Artificial Intelligence Chemistry (Dec 2023)
Discovery of novel CaMK-II inhibitor for the possible mitigation of arrhythmia through pharmacophore modelling, virtual screening, molecular docking, and toxicity prediction
Abstract
In the present research, a few well-known artificial intelligence tools were explored for efficient hit selection which could be further utilized for the discovery of CaMK-II inhibitors for the Treatment of arrhythmia. To achieve the desired goals pharmacophore modelling, database retrieval, molecular docking studies, and toxicity prediction were performed. Pharmacophore modelling was performed with the Pharmit open-source database which gave the features viz.
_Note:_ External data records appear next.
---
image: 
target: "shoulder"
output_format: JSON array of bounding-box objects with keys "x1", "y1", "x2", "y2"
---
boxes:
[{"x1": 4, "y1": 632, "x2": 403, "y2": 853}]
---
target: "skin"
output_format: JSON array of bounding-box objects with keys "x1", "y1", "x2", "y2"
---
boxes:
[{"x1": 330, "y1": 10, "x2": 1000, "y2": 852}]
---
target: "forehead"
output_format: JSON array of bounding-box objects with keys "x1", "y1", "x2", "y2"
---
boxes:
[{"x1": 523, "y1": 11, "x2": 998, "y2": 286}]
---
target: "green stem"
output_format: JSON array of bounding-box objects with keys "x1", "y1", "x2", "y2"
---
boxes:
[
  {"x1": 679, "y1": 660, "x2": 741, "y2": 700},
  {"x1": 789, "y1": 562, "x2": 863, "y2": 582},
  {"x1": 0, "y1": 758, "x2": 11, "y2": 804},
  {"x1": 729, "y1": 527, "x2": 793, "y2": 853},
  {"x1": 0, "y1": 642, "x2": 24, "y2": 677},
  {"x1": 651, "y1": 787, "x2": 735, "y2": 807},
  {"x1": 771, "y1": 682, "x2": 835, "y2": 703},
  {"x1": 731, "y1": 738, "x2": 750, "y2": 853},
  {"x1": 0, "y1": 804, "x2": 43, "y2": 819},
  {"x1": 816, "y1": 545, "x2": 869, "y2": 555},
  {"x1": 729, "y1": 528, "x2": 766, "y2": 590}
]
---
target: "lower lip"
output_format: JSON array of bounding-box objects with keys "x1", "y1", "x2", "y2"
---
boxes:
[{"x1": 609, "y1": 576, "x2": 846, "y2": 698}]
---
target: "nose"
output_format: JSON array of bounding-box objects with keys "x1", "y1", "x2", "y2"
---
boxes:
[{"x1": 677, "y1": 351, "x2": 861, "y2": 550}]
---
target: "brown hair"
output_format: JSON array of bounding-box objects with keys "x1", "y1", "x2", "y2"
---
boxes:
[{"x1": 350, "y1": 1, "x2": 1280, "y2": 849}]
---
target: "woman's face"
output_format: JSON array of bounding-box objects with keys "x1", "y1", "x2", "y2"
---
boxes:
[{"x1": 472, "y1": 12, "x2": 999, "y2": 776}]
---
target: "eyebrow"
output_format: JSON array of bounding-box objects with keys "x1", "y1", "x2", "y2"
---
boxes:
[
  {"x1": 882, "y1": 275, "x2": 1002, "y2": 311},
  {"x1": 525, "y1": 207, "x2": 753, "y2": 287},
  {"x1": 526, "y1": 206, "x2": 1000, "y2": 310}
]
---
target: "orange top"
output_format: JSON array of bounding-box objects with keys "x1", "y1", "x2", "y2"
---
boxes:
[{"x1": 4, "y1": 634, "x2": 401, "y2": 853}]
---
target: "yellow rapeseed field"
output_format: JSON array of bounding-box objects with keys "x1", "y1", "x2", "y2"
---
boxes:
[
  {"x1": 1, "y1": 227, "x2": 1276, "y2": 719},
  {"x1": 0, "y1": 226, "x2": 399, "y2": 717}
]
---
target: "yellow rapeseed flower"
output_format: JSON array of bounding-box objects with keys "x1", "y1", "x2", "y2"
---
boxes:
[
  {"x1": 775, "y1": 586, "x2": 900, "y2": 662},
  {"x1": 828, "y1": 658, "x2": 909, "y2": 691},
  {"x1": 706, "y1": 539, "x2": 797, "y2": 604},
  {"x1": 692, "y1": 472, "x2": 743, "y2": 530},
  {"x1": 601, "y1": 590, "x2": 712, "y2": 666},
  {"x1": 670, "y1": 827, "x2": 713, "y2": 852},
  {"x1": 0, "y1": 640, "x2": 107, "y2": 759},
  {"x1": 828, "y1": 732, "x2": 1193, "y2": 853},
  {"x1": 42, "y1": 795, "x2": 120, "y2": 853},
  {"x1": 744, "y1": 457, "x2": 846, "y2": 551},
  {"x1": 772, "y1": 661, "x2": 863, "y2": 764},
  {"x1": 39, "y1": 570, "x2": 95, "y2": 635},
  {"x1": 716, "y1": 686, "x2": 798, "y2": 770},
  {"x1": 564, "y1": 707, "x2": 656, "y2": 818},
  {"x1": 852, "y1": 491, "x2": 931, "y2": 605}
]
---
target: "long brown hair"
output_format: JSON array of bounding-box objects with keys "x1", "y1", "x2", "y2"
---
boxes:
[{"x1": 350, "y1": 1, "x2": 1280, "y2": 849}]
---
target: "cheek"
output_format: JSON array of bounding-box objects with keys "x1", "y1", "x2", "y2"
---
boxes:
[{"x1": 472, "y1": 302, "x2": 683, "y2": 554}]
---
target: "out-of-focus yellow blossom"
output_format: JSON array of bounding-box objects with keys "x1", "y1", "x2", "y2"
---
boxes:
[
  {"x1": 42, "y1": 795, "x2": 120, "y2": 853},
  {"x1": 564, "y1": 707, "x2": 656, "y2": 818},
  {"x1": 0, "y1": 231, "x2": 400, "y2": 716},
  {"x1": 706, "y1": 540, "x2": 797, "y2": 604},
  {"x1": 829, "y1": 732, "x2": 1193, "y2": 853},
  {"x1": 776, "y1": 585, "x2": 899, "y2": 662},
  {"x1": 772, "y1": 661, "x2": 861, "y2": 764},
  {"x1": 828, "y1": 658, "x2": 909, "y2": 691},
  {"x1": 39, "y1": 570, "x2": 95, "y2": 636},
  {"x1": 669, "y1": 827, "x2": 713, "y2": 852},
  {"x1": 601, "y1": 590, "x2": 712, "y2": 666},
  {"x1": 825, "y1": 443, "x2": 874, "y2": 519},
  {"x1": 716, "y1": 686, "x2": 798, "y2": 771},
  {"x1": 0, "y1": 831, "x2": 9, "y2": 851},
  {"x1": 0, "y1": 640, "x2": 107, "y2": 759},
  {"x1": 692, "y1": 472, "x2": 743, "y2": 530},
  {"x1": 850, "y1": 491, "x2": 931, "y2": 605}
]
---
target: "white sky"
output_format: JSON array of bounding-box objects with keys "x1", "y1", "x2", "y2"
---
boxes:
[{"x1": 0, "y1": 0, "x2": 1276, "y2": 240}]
Hydrogen Bond Donor, Hydrogen Bond Acceptor, and Hydrophobic. This pharmacophore is generated with the aid of the protein of CaMK-II (PDB ID: 2WEL) and co-crystallized ligand K88. Further, this generated pharmacophore was screened through the various Pharmit databases which include CHEMBL30, ChemDiv, ChemSpace, MCULE, MolPort, NCI Open Chemical Repository, Lab Network, and ZINC. Further, the top two hits from each database that has maximum similarity with the pharmacophore have been selected for the molecular docking and ADMET studies. Among, all the hits CHEMBL 1952032 showed good binding interactions with CaMK-II. Also, it was found to be non-toxic upon evaluation through the OSIRIS property explorer. In the future, it can be explored against the CaMK-II for the development of novel CaMK-II inhibitors which can be used for the mitigation of arrhythmia.